Hiei shakily walked out of the vehicle and over to Sakura. "Onna." he stared as Sakura just smiled.
"Yes, Hiei?"
"I'm gonna kill you!" and he lunged at her and began choking the poor girl to death.
"Meep! Kurama save meee!!" She choked out while flailing her arms around.
"Hiei! Get away from her!" Kurama yelled as he, Yusuke, and Kuwabara pried the youkai off of her.
"I told you she was trouble Kurama! But no! You just had to fall for some insane psyco-path who just so happens to have an equally insane friend!!" By this point, Yusuke and Kuwabara were restraining him while Sakura hid behind Kurama and Mika.
"Sakura and Mika aren't insane psyco-paths." Kurama said sternly.
"Yeah! We're just special!" Mika huffed while Sakura bobbed her head in agreement.
Yusuke smacked his forehead. "Oh for the love of-" he was cut off by Hiei.
"Oh I'm sorry!" he yelled, "Let me rephrase that! You just had to fall for some 'special' pathetic excuse for a youkai and her just as pathetic and 'special' neko friend!"

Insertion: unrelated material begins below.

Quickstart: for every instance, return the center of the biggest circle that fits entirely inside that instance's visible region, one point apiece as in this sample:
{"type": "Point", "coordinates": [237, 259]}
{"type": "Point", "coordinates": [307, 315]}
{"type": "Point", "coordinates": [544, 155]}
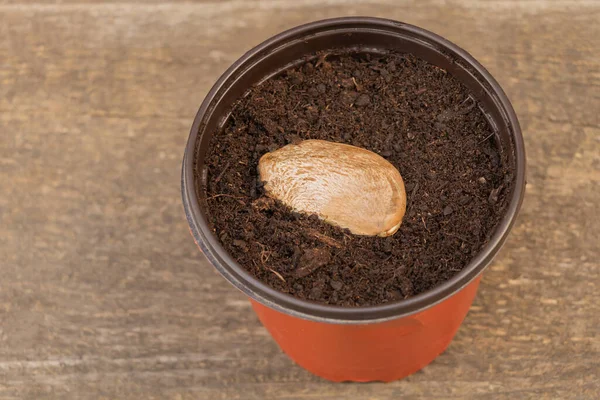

Mika hissed like a cat and Sakura narrowed her eyes. "Excuse me, Dragon-boy. Who's a pathetic excuse for a youkai?" Sakura asked. Kurama took a hold of Sakura and Mika's jacket collars, just in case.
"Uh, Sakura? Mika? Maybe you should calm down. We're in public, you know." He cast Hiei a warning glance, but the Jaganshi ignored it.
"You heard me, baka kitsune. You, that stupid neko friend of yours, and (a/n: I can't believe I'm making Hiei say this) as those stupid ningens say, 'yo mamas." he finished with a smirk. Cue nuclear explosions, apocalypse, or whatever.
"No body insults my mommy!!" Sakura and Mika yelled and tried to charge, but stopped short because Kurama was holding them back. He was also casting Hiei an 'I'm-going-to-kill-you-later-for-this' glare and the Jaganshi suddenly felt nervous while Yusuke and Kuwabara shuddered.
Kuwabara, for once in his life asked a smart question, "You know, as much as I'd love to see the shrimp get his butt kicked, shouldn't we be getting on the plane?"
[clock ticking and a buzzer sounding]
"Holy freaking shishcabobs (a/n: sp?)! The plane!" Sakura yelled and forgot all about pummeling Hiei while everyone grabbed their bags (and Mika's cat) and finally walked into the terminal.
[END CHAPTER ONE]
AD: Well there you go. The first crappy chapter of Theme-parks, and Sunshine, and Chaos! Oh my! I'm not really expecting to get many reviews for this story at all. I may not even continue after about the third chapter unless you want me to because as I said before, this story was written and posted on a dare and I had no real time to plan it. I'll try to make the next chapter a bit funnier though. Ja ne!
PREVIEW:
Sakura and Mika sat down in their seats, just glad to be on the plane.
"So, what's this problem you have?" Sakura asked Mika, remembering what Mika had told her at the house.
"Well-" she got cut off by Yusuke.
"Have either of you seen Kuwabaka?"
"No." they both replied.
"Then that means…"
"HE'S ON THE WRONG PLANE!!!" they all realized at once.